Han corrido ríos de tinta explicando por qué ganó Trump. Casi igual a los que fluyeron para demostrar que ello era imposible. Se confirma una vieja máxima: que las rebeliones brotan de la frustración y el miedo, no del sufrimiento o la ilusión. Eso es lo que vive la población blanca estadounidense con baja educación, que salió de sus casas a votar por Trump. Siente ser una especie en extinción, dejada de lado por gobiernos que solo se ocupan de la inclusión de las minorías y por políticos que ya no hablan de identidades, límites y fronteras, sino solamente de inclusión, globalización y liberalización. Es la misma angustia que agitó Sanders en la primaria demócrata; la misma que empujó a los ingleses rurales mayores y de baja educación a apoyar el Brexit; la misma que conduce a los antiguos bastiones obreros comunistas de Francia a volcarse por Le Pen.
Trump y el Brexit -hay que ver lo que sucederá el año próximo en Francia- demostraron que los medios de comunicación, los partidos políticos, los líderes de opinión, las celebridades, los círculos de negocios, los analistas económicos, los artistas, los intelectuales, son totalmente impotentes para detener este tsunami . Emplearon todos sus recursos, pero fue inútil. Trump y sus seguidores fueron presentados como deplorables, adosándoseles todas las calamidades imaginables. Aun así ganaron.
Ganaron los que no hacen dieta y exhiben su corpulencia como signo de vigor. Los que asumen que el lenguaje sexista y el acoso pueden ser formas de seducción. Los que sostienen que hay dos sexos y punto final. Los que no viajan a Europa porque les da claustrofobia. Los que piensan que el calentamiento global es una invención de los chinos y están por reimpulsar el uso de combustibles fósiles. Los que prefieren los 4x4 a los híbridos, las motos a las bicicletas.
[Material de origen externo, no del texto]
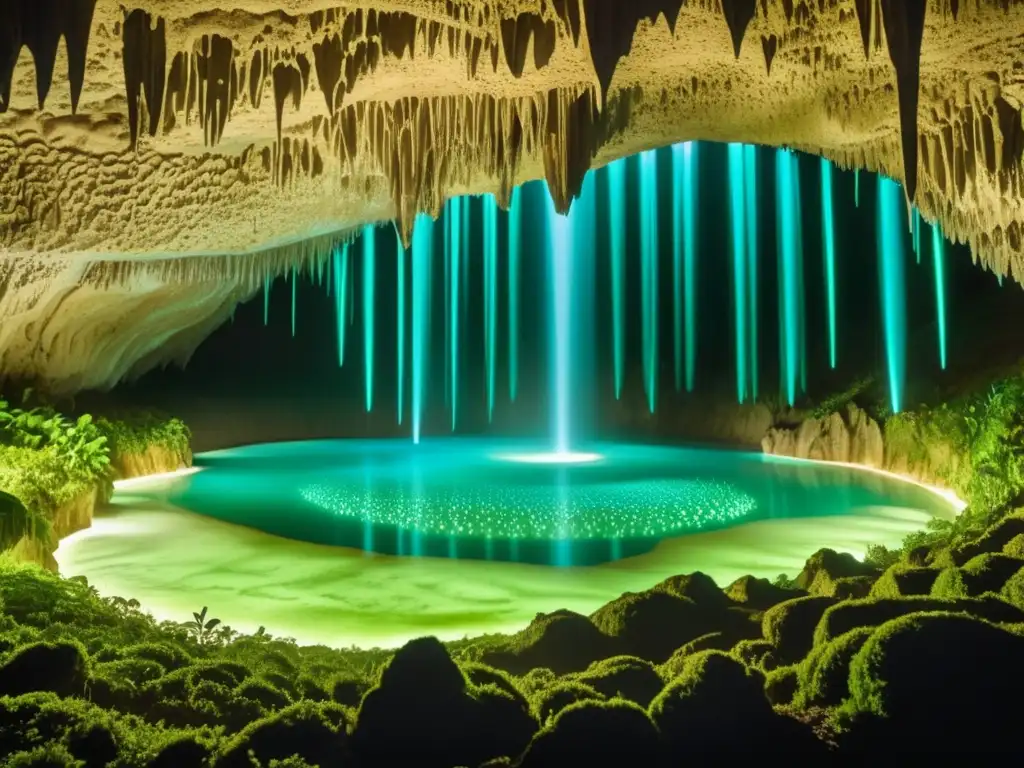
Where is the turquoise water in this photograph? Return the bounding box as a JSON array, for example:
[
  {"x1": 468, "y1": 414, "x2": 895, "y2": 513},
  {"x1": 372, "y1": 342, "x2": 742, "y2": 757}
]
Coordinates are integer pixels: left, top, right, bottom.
[{"x1": 157, "y1": 438, "x2": 950, "y2": 565}]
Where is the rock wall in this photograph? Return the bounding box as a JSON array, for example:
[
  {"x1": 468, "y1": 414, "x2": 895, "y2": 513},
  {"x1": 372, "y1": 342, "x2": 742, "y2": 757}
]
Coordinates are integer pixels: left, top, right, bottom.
[
  {"x1": 600, "y1": 395, "x2": 773, "y2": 450},
  {"x1": 111, "y1": 444, "x2": 193, "y2": 480},
  {"x1": 6, "y1": 444, "x2": 193, "y2": 572},
  {"x1": 761, "y1": 402, "x2": 886, "y2": 468},
  {"x1": 7, "y1": 486, "x2": 100, "y2": 573},
  {"x1": 761, "y1": 402, "x2": 968, "y2": 489}
]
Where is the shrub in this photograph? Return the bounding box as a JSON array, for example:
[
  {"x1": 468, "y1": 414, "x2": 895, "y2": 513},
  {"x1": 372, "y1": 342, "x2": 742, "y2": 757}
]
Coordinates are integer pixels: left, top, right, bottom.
[
  {"x1": 591, "y1": 591, "x2": 719, "y2": 663},
  {"x1": 844, "y1": 612, "x2": 1024, "y2": 753},
  {"x1": 519, "y1": 700, "x2": 660, "y2": 768},
  {"x1": 0, "y1": 641, "x2": 89, "y2": 696},
  {"x1": 761, "y1": 596, "x2": 838, "y2": 665},
  {"x1": 573, "y1": 656, "x2": 665, "y2": 708}
]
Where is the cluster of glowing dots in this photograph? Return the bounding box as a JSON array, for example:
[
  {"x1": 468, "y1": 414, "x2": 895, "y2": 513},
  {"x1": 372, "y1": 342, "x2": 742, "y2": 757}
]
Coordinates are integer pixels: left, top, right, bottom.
[{"x1": 300, "y1": 478, "x2": 757, "y2": 541}]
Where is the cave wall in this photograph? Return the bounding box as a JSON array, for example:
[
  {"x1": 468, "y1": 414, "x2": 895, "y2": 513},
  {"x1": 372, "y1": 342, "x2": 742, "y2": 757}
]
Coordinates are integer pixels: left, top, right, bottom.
[{"x1": 0, "y1": 0, "x2": 1024, "y2": 391}]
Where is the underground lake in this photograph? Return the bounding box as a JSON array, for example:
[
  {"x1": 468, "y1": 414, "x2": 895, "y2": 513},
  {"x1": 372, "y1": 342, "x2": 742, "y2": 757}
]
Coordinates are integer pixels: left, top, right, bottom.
[{"x1": 56, "y1": 438, "x2": 959, "y2": 645}]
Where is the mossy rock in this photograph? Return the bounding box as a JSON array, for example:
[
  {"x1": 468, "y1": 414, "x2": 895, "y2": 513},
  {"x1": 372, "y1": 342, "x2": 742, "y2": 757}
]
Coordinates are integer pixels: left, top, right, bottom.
[
  {"x1": 869, "y1": 563, "x2": 940, "y2": 598},
  {"x1": 657, "y1": 632, "x2": 739, "y2": 680},
  {"x1": 761, "y1": 595, "x2": 839, "y2": 665},
  {"x1": 650, "y1": 650, "x2": 820, "y2": 765},
  {"x1": 4, "y1": 743, "x2": 84, "y2": 768},
  {"x1": 729, "y1": 640, "x2": 778, "y2": 672},
  {"x1": 531, "y1": 679, "x2": 607, "y2": 725},
  {"x1": 459, "y1": 662, "x2": 522, "y2": 696},
  {"x1": 725, "y1": 575, "x2": 807, "y2": 610},
  {"x1": 932, "y1": 554, "x2": 1024, "y2": 599},
  {"x1": 796, "y1": 549, "x2": 878, "y2": 596},
  {"x1": 146, "y1": 733, "x2": 211, "y2": 768},
  {"x1": 572, "y1": 656, "x2": 665, "y2": 708},
  {"x1": 999, "y1": 570, "x2": 1024, "y2": 611},
  {"x1": 824, "y1": 575, "x2": 878, "y2": 600},
  {"x1": 814, "y1": 596, "x2": 1024, "y2": 646},
  {"x1": 1002, "y1": 534, "x2": 1024, "y2": 560},
  {"x1": 517, "y1": 699, "x2": 660, "y2": 768},
  {"x1": 844, "y1": 612, "x2": 1024, "y2": 754},
  {"x1": 515, "y1": 667, "x2": 559, "y2": 696},
  {"x1": 792, "y1": 627, "x2": 874, "y2": 710},
  {"x1": 0, "y1": 641, "x2": 89, "y2": 696},
  {"x1": 216, "y1": 701, "x2": 350, "y2": 768},
  {"x1": 591, "y1": 590, "x2": 722, "y2": 664},
  {"x1": 479, "y1": 610, "x2": 622, "y2": 675},
  {"x1": 765, "y1": 665, "x2": 799, "y2": 707},
  {"x1": 964, "y1": 552, "x2": 1024, "y2": 594},
  {"x1": 953, "y1": 510, "x2": 1024, "y2": 565},
  {"x1": 651, "y1": 570, "x2": 730, "y2": 610},
  {"x1": 351, "y1": 637, "x2": 537, "y2": 768}
]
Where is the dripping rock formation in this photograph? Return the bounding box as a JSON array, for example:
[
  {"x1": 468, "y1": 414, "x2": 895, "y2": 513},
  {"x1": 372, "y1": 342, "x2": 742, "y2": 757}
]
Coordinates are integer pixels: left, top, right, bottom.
[{"x1": 0, "y1": 0, "x2": 1024, "y2": 391}]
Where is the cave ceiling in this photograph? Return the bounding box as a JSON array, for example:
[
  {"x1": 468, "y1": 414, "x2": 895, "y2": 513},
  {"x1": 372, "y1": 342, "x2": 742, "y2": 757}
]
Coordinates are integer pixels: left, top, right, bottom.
[{"x1": 0, "y1": 0, "x2": 1024, "y2": 391}]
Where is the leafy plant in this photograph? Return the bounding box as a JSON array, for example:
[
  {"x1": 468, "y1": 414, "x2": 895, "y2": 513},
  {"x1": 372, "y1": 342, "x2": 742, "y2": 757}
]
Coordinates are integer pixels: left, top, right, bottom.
[
  {"x1": 0, "y1": 400, "x2": 111, "y2": 480},
  {"x1": 182, "y1": 605, "x2": 220, "y2": 645}
]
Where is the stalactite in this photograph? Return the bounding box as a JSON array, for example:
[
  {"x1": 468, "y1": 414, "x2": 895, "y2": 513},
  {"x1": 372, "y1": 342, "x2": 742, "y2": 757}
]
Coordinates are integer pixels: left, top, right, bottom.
[
  {"x1": 122, "y1": 8, "x2": 167, "y2": 146},
  {"x1": 722, "y1": 0, "x2": 771, "y2": 59},
  {"x1": 881, "y1": 0, "x2": 927, "y2": 201}
]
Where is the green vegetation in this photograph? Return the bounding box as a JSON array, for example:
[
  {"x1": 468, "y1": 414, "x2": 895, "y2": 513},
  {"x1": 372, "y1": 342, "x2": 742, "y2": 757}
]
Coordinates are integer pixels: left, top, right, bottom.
[
  {"x1": 0, "y1": 518, "x2": 1024, "y2": 768},
  {"x1": 6, "y1": 368, "x2": 1024, "y2": 768},
  {"x1": 885, "y1": 376, "x2": 1024, "y2": 551},
  {"x1": 96, "y1": 411, "x2": 191, "y2": 466},
  {"x1": 0, "y1": 397, "x2": 190, "y2": 565}
]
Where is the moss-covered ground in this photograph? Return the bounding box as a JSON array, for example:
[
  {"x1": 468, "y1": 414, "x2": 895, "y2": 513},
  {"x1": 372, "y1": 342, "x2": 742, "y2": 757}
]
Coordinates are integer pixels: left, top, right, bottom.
[{"x1": 6, "y1": 374, "x2": 1024, "y2": 768}]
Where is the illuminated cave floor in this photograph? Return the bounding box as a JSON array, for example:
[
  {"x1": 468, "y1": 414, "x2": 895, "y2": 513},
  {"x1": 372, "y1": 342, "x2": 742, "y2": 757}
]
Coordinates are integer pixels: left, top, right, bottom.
[{"x1": 56, "y1": 440, "x2": 953, "y2": 646}]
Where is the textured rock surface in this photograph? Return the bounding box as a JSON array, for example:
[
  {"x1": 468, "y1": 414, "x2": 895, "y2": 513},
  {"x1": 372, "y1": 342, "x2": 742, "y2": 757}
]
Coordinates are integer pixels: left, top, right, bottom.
[
  {"x1": 0, "y1": 0, "x2": 1024, "y2": 390},
  {"x1": 6, "y1": 445, "x2": 191, "y2": 571},
  {"x1": 761, "y1": 402, "x2": 886, "y2": 468},
  {"x1": 111, "y1": 445, "x2": 193, "y2": 480},
  {"x1": 6, "y1": 488, "x2": 99, "y2": 571},
  {"x1": 761, "y1": 402, "x2": 968, "y2": 487}
]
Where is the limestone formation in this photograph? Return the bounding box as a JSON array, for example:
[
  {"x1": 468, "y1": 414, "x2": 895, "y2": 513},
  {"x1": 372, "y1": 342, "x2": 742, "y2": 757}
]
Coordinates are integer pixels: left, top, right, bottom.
[
  {"x1": 0, "y1": 0, "x2": 1024, "y2": 391},
  {"x1": 761, "y1": 402, "x2": 886, "y2": 468}
]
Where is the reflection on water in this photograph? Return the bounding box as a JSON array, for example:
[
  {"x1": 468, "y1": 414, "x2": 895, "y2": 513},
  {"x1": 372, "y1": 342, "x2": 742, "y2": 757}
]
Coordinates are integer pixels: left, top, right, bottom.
[{"x1": 144, "y1": 438, "x2": 950, "y2": 565}]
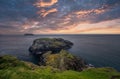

Los que no leen los diarios, pues no les interesa informarse, o si lo hacen es por redes sociales que les confirman lo que creen. Los que no quieren hacerse más porosos, sino más impermeables, y proteger su identidad con muros si es necesario.
Ganaron los que piensan que la misión del gobierno es apoyar a los que están, no a los que llegan. Los que estiman que burlar al Estado y no pagar impuestos es un signo de astucia. Los que mantienen que para alcanzar el crecimiento económico hay que bajar impuestos a los ricos, y que estos se merecen el lujo en que viven. Los que tienen más miedo a los que vienen de abajo que a los que están arriba.
Ganaron los que son impulsados por la nostalgia antes que por la esperanza en el futuro. Los que están por hacer alianzas con el diablo si se trata de defender sus intereses. Los que quieren gobiernos que actúen en favor de las mayorías, no de las minorías. Los que buscan líderes que hagan promesas, no que planteen problemas. Los que prefieren dirigentes que se pongan metas, no que razonen. Los que eligen políticos que actúen, no que deliberen. Ganaron, en fin, los que creen en el hard power , no en el soft power.
El diario Le Monde cuenta que el Partido Demócrata contaba con un sofisticado programa computacional llamado Ada -en homenaje a Ada Lovelace, la matemática del siglo 19 a la que se adjudica la creación del primer algoritmo-. Procesando encuestas y otros datos, este establecía sin mediar intervención humana dónde había que alojar los recursos de campaña. Algo falló, como lo prueba la derrota de Clinton. Sus programadores seguramente no previeron que en la vida los malos también ganan; es más: que están en su derecho.